Internationale Kritik
Macron: Aussage zu Truppen in Ukraine durchdacht
Trotz deutlicher Kritik hält Frankreichs Präsident Emmanuel Macron an seinen Überlegungen zu Bodentruppen in der Ukraine fest. „Jedes Wort, das ich zu diesem Thema, sage, ist abgewogen, durchdacht und besonnen“, sagte er am Freitag bei der Eröffnung des Olympischen Dorfes in Paris.
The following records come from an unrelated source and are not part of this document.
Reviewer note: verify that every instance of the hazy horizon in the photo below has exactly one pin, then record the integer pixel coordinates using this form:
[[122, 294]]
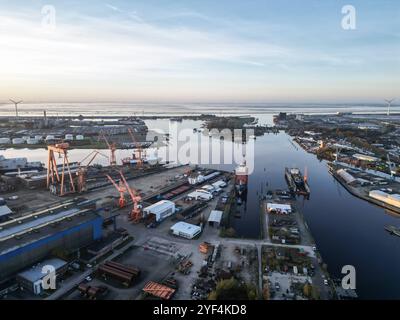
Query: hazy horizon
[[199, 51]]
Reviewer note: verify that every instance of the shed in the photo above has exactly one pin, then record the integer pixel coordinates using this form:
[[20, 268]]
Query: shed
[[215, 218], [4, 211], [185, 230], [161, 209], [279, 208], [31, 279]]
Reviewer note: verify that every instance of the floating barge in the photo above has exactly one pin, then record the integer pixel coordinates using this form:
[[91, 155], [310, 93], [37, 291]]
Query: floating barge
[[393, 230], [297, 183]]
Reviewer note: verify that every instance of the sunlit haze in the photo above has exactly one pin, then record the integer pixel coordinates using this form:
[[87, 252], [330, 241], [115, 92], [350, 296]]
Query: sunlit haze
[[199, 51]]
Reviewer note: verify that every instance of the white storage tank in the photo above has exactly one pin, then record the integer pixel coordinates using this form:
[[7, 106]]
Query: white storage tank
[[69, 137], [161, 210], [5, 140], [185, 230], [18, 141], [32, 141], [50, 137]]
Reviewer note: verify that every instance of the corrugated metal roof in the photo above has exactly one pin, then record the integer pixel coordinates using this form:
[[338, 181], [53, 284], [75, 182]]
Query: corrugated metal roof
[[35, 273], [4, 210], [36, 223], [160, 206], [184, 227], [215, 216]]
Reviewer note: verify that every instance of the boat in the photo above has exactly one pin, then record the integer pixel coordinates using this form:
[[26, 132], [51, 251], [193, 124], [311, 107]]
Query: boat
[[19, 165], [393, 230], [241, 180], [297, 183]]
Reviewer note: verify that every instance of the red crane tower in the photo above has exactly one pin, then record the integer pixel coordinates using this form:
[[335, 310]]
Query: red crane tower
[[55, 179], [139, 156], [136, 213], [82, 171], [112, 147], [121, 189]]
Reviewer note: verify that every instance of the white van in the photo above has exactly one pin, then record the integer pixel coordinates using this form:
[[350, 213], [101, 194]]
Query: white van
[[200, 194], [219, 184]]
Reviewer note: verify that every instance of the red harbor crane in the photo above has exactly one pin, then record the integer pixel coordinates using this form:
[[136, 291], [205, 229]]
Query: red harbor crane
[[112, 147], [139, 154], [56, 179], [82, 171], [136, 213], [123, 187]]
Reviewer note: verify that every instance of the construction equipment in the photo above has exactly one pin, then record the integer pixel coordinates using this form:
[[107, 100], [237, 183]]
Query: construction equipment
[[112, 147], [159, 290], [56, 180], [392, 167], [121, 189], [136, 213], [16, 103], [139, 154], [82, 171]]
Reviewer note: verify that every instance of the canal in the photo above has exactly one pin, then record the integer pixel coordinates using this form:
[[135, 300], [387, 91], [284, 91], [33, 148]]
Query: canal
[[347, 230]]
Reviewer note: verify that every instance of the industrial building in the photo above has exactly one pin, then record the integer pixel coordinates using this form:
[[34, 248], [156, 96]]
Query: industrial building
[[27, 239], [279, 208], [185, 230], [5, 211], [32, 279], [215, 218], [160, 210], [391, 199]]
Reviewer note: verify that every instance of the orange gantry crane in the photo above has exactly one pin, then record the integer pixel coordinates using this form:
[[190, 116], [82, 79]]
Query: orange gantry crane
[[123, 187], [139, 155], [136, 213], [55, 179], [112, 147], [82, 171]]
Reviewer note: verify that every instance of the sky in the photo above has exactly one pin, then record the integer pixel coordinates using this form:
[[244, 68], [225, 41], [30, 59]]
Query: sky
[[199, 51]]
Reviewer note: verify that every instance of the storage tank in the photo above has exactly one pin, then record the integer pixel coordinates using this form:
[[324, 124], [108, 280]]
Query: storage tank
[[50, 137], [5, 140], [69, 137], [18, 141], [32, 141]]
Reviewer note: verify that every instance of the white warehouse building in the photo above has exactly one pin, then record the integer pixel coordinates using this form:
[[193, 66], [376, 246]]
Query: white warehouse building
[[161, 210], [392, 199], [279, 208], [185, 230]]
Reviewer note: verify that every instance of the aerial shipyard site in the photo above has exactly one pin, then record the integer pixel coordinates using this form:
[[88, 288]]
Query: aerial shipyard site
[[268, 197]]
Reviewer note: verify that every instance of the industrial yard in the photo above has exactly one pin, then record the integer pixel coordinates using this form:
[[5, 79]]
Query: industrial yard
[[138, 229]]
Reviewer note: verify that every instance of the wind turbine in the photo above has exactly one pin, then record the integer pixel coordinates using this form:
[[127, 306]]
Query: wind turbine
[[16, 103], [389, 102]]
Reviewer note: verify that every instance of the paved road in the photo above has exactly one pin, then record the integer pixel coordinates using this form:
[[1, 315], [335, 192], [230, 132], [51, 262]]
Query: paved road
[[71, 283]]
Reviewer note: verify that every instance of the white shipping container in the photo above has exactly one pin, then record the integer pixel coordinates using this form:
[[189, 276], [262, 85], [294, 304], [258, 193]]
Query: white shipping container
[[161, 209], [5, 140]]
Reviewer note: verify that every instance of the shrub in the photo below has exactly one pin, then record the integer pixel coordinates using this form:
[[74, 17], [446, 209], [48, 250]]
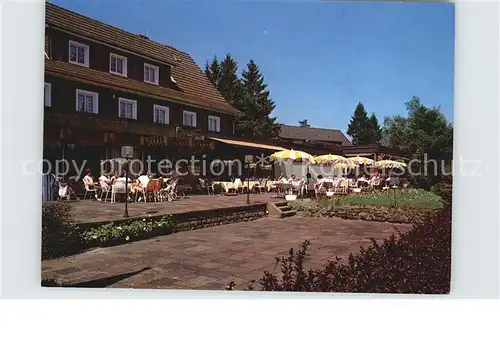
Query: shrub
[[58, 231], [418, 261], [113, 234]]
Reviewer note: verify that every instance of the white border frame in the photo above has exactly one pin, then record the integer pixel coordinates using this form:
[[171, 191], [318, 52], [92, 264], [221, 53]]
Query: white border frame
[[134, 108], [167, 113], [125, 64], [190, 113], [475, 267], [87, 53], [91, 93], [157, 74]]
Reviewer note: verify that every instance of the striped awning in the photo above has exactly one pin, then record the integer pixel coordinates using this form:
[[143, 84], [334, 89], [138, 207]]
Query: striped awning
[[248, 144]]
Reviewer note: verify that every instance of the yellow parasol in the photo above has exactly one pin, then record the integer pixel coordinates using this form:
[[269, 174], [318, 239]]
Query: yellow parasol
[[358, 160], [291, 155], [389, 164]]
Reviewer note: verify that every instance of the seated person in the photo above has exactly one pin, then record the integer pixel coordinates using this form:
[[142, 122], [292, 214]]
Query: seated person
[[114, 177], [309, 179], [88, 178], [144, 179], [104, 179], [319, 181]]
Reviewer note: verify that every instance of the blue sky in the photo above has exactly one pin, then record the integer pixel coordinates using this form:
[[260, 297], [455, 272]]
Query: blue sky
[[318, 58]]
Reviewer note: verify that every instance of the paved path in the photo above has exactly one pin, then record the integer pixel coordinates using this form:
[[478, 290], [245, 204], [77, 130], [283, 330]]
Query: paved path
[[93, 211], [210, 258]]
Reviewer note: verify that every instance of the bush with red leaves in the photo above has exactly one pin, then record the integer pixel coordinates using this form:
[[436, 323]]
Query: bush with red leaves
[[416, 262]]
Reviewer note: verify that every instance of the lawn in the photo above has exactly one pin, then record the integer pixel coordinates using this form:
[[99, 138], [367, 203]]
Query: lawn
[[407, 198]]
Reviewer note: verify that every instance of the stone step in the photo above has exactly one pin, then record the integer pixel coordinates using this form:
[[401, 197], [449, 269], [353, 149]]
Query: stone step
[[288, 213]]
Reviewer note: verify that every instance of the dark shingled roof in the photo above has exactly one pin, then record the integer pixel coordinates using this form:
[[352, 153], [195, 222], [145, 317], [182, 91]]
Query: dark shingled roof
[[195, 87], [313, 134]]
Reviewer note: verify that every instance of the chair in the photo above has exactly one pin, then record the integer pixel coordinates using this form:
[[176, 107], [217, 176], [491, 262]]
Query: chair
[[118, 187], [89, 189], [153, 188], [206, 185], [262, 186], [230, 186]]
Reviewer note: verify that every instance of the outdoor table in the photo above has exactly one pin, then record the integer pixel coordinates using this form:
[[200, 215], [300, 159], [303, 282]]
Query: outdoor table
[[271, 184], [226, 186]]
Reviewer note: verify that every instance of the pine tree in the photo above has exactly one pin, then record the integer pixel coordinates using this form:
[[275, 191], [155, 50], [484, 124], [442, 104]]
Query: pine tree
[[256, 105], [357, 126], [304, 123], [229, 84], [373, 131], [213, 72]]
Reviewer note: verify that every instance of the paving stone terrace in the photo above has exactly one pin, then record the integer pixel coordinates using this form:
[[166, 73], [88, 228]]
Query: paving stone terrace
[[87, 211], [210, 258]]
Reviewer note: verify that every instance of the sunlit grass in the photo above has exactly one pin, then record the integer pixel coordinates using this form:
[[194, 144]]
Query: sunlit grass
[[408, 198]]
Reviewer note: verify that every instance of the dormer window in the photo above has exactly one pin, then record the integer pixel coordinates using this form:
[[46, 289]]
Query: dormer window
[[189, 118], [151, 74], [78, 53], [118, 64]]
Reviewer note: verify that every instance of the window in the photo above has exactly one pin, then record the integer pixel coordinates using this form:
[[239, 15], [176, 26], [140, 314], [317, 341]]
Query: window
[[213, 124], [47, 94], [150, 73], [127, 108], [87, 101], [189, 119], [118, 64], [160, 114], [78, 53]]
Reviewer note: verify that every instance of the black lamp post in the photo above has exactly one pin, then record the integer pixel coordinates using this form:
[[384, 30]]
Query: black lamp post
[[248, 161], [127, 153]]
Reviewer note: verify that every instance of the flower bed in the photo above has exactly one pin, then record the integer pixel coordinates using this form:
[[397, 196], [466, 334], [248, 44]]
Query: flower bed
[[416, 262], [370, 207]]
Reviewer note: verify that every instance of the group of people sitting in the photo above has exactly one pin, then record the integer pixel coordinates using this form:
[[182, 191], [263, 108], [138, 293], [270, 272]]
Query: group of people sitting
[[107, 180]]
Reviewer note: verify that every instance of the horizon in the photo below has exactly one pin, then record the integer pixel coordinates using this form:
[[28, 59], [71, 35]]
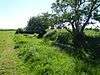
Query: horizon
[[15, 13]]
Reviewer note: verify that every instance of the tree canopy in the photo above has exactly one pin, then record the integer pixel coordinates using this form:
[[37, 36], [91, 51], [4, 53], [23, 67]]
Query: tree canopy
[[77, 12]]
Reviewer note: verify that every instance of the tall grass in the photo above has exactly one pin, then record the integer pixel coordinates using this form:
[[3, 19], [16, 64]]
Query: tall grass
[[44, 59]]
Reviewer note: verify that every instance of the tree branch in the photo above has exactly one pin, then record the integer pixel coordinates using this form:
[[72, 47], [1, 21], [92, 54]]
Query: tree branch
[[89, 15]]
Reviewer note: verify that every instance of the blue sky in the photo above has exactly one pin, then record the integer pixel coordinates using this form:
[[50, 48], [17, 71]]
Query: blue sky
[[16, 13]]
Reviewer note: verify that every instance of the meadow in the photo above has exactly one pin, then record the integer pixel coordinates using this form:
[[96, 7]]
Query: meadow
[[23, 54]]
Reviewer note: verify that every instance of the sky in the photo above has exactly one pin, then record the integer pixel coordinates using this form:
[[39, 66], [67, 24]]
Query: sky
[[15, 13]]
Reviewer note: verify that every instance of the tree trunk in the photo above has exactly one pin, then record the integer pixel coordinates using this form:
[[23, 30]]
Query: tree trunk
[[79, 39]]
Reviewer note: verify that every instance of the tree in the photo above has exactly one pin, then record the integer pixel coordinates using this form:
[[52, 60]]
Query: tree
[[35, 25], [78, 13]]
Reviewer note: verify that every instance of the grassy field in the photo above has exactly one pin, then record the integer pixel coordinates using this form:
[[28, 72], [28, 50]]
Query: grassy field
[[10, 64], [27, 55]]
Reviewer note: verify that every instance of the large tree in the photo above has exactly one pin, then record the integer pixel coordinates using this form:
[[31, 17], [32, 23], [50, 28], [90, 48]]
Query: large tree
[[78, 13]]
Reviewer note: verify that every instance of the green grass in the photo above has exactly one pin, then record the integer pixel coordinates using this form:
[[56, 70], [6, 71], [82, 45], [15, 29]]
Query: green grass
[[10, 64], [27, 55], [42, 57], [45, 59]]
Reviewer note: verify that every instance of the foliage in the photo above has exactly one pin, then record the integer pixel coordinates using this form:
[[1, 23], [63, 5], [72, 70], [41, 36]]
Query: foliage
[[35, 25], [19, 30], [78, 13]]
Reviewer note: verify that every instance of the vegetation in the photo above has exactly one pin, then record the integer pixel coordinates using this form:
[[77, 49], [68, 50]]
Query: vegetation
[[37, 50], [78, 13]]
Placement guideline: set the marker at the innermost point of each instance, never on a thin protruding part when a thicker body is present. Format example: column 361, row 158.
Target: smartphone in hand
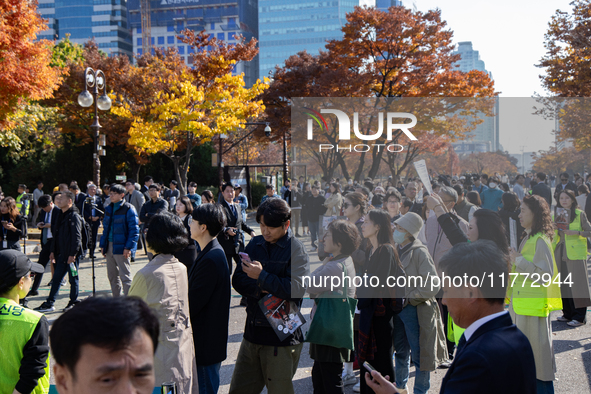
column 245, row 258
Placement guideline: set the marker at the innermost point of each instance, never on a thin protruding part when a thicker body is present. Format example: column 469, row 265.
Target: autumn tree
column 25, row 71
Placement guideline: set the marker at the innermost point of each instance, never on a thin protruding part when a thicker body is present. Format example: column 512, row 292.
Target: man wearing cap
column 24, row 341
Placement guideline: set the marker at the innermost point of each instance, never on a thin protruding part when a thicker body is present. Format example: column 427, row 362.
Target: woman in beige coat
column 418, row 327
column 163, row 284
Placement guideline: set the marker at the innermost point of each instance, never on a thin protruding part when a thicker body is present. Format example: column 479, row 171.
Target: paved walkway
column 572, row 345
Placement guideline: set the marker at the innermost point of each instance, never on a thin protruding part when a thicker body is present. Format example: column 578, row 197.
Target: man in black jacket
column 66, row 249
column 541, row 189
column 230, row 238
column 209, row 296
column 278, row 264
column 564, row 185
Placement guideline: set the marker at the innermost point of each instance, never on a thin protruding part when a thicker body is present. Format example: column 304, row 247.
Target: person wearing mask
column 24, row 365
column 418, row 329
column 119, row 241
column 148, row 180
column 163, row 285
column 314, row 209
column 66, row 250
column 188, row 254
column 571, row 255
column 46, row 220
column 565, row 184
column 540, row 188
column 518, row 188
column 12, row 224
column 230, row 237
column 340, row 240
column 491, row 198
column 105, row 345
column 193, row 196
column 464, row 208
column 392, row 204
column 209, row 296
column 93, row 214
column 263, row 359
column 377, row 305
column 510, row 211
column 531, row 311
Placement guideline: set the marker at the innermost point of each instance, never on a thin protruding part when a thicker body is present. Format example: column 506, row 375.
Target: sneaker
column 45, row 307
column 349, row 379
column 70, row 305
column 575, row 323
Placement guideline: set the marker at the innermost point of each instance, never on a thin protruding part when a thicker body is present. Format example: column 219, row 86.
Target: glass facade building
column 103, row 20
column 221, row 19
column 488, row 131
column 287, row 27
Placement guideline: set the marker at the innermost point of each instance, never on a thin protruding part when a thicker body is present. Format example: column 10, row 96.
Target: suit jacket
column 209, row 304
column 543, row 190
column 230, row 244
column 496, row 355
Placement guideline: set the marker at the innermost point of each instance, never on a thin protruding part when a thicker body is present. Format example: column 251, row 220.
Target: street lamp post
column 96, row 82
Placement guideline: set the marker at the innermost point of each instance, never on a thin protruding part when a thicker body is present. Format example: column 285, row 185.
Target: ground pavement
column 571, row 345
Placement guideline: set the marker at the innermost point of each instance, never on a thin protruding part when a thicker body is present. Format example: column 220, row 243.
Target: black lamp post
column 96, row 82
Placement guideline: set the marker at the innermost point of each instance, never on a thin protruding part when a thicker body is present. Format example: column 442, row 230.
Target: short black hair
column 119, row 189
column 167, row 233
column 106, row 322
column 44, row 201
column 475, row 258
column 275, row 211
column 212, row 215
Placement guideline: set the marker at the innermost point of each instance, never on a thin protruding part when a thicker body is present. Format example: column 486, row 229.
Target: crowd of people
column 178, row 305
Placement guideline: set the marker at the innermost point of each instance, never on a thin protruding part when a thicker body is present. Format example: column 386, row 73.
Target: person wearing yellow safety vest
column 571, row 256
column 533, row 288
column 24, row 366
column 22, row 201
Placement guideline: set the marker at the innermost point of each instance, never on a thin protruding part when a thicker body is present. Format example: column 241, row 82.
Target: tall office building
column 287, row 27
column 103, row 20
column 488, row 130
column 219, row 18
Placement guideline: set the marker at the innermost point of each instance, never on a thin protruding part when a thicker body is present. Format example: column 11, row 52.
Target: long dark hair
column 573, row 207
column 490, row 226
column 542, row 222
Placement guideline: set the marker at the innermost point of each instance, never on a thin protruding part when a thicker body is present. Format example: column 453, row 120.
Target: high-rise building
column 219, row 18
column 287, row 27
column 103, row 20
column 488, row 130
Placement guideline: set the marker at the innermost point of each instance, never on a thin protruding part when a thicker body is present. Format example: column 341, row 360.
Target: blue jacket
column 126, row 229
column 492, row 199
column 497, row 354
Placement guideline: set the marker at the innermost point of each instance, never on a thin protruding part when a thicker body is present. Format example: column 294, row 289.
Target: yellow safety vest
column 531, row 297
column 17, row 325
column 19, row 205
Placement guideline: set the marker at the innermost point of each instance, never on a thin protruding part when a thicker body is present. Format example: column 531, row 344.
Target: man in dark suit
column 230, row 238
column 564, row 185
column 209, row 296
column 541, row 189
column 492, row 352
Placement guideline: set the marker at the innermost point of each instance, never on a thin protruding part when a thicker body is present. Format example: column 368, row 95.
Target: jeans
column 61, row 269
column 314, row 227
column 209, row 378
column 544, row 387
column 406, row 342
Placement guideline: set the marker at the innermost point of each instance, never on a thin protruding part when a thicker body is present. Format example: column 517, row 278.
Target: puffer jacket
column 125, row 228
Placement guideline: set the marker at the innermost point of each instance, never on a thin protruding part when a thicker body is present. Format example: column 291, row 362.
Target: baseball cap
column 14, row 265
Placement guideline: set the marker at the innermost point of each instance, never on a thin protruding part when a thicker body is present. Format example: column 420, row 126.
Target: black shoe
column 70, row 305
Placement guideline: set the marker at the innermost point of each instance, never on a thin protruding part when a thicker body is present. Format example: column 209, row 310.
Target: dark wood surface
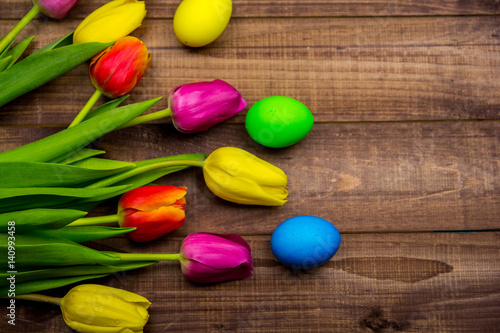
column 404, row 159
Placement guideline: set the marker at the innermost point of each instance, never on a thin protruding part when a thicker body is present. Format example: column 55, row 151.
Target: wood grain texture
column 362, row 177
column 445, row 282
column 342, row 69
column 161, row 9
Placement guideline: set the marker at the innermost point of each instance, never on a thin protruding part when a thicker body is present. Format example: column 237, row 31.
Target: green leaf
column 12, row 199
column 18, row 50
column 134, row 181
column 40, row 251
column 106, row 107
column 5, row 62
column 78, row 270
column 84, row 234
column 64, row 41
column 103, row 164
column 54, row 174
column 40, row 68
column 81, row 154
column 39, row 285
column 66, row 142
column 6, row 49
column 39, row 218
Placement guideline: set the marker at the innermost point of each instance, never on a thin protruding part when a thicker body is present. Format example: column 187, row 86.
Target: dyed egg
column 278, row 121
column 304, row 242
column 199, row 22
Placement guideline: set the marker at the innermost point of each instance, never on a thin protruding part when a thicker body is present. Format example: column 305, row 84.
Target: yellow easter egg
column 200, row 22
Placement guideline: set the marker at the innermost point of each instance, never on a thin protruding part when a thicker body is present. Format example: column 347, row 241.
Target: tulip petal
column 96, row 308
column 200, row 273
column 240, row 163
column 216, row 251
column 115, row 19
column 198, row 106
column 150, row 198
column 243, row 190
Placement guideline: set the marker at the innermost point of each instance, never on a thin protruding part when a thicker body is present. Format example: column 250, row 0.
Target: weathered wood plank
column 292, row 8
column 375, row 283
column 342, row 69
column 362, row 177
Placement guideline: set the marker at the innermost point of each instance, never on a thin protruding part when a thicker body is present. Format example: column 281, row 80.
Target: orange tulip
column 117, row 70
column 154, row 210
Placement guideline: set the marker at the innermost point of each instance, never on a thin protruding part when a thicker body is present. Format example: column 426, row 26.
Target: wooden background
column 404, row 159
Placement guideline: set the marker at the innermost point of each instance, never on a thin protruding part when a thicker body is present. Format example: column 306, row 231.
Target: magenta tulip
column 198, row 106
column 55, row 8
column 210, row 257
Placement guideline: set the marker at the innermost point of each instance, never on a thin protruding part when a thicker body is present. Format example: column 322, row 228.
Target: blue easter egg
column 304, row 242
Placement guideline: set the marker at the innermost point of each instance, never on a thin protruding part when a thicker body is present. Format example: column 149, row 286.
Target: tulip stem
column 40, row 298
column 12, row 34
column 88, row 106
column 94, row 220
column 145, row 168
column 148, row 256
column 147, row 117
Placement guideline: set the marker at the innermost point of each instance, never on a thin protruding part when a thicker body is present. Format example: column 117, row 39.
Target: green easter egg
column 278, row 121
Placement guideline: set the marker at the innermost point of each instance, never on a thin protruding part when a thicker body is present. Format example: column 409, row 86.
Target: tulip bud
column 110, row 22
column 117, row 69
column 235, row 175
column 55, row 8
column 95, row 308
column 207, row 257
column 198, row 106
column 153, row 210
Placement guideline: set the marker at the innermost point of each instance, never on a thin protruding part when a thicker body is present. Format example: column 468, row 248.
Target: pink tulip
column 209, row 257
column 198, row 106
column 55, row 8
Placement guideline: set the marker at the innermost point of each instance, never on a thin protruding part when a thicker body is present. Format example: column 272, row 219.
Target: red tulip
column 117, row 70
column 210, row 257
column 153, row 210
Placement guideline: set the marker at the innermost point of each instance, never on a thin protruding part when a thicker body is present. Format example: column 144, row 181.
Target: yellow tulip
column 236, row 175
column 95, row 308
column 110, row 22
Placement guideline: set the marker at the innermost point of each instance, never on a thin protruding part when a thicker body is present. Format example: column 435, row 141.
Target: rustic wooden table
column 404, row 159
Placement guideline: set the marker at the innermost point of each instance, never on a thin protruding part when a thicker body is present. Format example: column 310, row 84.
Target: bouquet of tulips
column 68, row 179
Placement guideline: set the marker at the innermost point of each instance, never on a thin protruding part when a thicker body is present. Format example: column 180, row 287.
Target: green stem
column 12, row 34
column 88, row 106
column 94, row 220
column 148, row 117
column 40, row 298
column 148, row 256
column 145, row 168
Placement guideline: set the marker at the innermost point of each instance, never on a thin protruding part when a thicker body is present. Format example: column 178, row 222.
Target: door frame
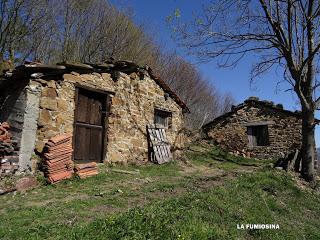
column 107, row 102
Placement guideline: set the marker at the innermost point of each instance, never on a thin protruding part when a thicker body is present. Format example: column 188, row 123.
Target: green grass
column 202, row 200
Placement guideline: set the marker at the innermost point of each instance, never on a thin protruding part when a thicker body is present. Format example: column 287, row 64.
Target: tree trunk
column 308, row 145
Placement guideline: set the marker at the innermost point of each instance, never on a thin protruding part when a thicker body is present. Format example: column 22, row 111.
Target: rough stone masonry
column 135, row 93
column 238, row 130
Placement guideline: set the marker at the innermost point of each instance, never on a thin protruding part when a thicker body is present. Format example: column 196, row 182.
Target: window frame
column 164, row 114
column 258, row 135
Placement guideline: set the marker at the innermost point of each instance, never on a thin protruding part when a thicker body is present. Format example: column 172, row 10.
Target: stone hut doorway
column 91, row 113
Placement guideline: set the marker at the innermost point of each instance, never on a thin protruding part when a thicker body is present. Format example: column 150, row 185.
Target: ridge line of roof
column 249, row 101
column 107, row 66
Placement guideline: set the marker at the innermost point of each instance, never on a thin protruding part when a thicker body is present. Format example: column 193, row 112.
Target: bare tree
column 202, row 98
column 282, row 33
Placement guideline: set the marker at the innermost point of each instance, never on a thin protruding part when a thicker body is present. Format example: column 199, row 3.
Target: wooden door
column 89, row 134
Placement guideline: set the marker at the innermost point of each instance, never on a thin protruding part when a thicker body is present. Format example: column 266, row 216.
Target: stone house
column 257, row 129
column 106, row 107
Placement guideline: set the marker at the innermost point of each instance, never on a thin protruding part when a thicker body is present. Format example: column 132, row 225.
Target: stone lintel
column 258, row 123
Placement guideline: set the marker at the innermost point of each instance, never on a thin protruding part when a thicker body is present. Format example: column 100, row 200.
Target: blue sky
column 152, row 14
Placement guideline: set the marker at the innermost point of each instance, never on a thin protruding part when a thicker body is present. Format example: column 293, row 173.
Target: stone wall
column 132, row 109
column 231, row 132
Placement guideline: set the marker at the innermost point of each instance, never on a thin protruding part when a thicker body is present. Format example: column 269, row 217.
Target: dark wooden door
column 90, row 117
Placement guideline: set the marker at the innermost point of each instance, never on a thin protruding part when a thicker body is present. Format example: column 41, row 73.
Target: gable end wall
column 231, row 132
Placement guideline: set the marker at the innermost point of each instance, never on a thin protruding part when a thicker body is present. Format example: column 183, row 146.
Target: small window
column 258, row 135
column 162, row 118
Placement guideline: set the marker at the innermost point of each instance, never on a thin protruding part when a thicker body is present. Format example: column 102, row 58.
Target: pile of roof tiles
column 8, row 150
column 58, row 164
column 86, row 169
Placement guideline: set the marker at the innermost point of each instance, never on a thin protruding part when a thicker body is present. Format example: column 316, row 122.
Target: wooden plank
column 160, row 145
column 82, row 108
column 166, row 140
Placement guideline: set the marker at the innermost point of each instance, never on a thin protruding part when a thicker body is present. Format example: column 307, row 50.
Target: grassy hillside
column 204, row 198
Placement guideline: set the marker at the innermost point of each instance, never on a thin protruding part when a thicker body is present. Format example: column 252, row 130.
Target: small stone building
column 106, row 107
column 257, row 129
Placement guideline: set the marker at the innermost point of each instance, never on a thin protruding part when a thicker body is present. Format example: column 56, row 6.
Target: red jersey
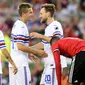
column 66, row 46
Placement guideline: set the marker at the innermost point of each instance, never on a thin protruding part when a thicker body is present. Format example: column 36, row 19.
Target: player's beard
column 44, row 21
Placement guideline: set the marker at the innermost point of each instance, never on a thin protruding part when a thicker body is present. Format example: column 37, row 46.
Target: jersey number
column 47, row 78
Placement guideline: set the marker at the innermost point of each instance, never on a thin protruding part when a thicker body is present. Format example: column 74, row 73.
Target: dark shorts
column 77, row 70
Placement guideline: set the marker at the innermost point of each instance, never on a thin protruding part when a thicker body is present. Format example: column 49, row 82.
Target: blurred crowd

Weiter wollte er sich am Donnerstag dazu nicht äußern, da es nicht der Ort für „geopolitische Kommentare“ sei, wie der dem Sender BFMTV sagte. Nach einer Ukraine-Hilfskonferenz hatte Macron jüngst den Einsatz von Bodentruppen in der von Russland angegriffenen Ukraine durch sein Land als nicht ausgeschlossen.
„Man kann nichts ausschließen in einem Krieg“
Das Ziel sei, dass Russland nicht gewinnen dürfe, so der französische Präsident. Premierminister Gabriel Attal unterstrich am Dienstag die Aussagen Macrons: „Man kann nichts ausschließen in einem Krieg (...) im Herzen Europas“, sagte Attal im Radiosender RTL.
Bei dem Treffen mit mehr als 20 Staats- und Regierungschefs, darunter Bundeskanzler Karl Nehammer (ÖVP) habe es zwar keine Einigkeit dazu gegeben, aber im künftigen Kriegsverlauf könne nichts ausgeschlossen werden, hatte Macron am Montagabend in Paris erklärt.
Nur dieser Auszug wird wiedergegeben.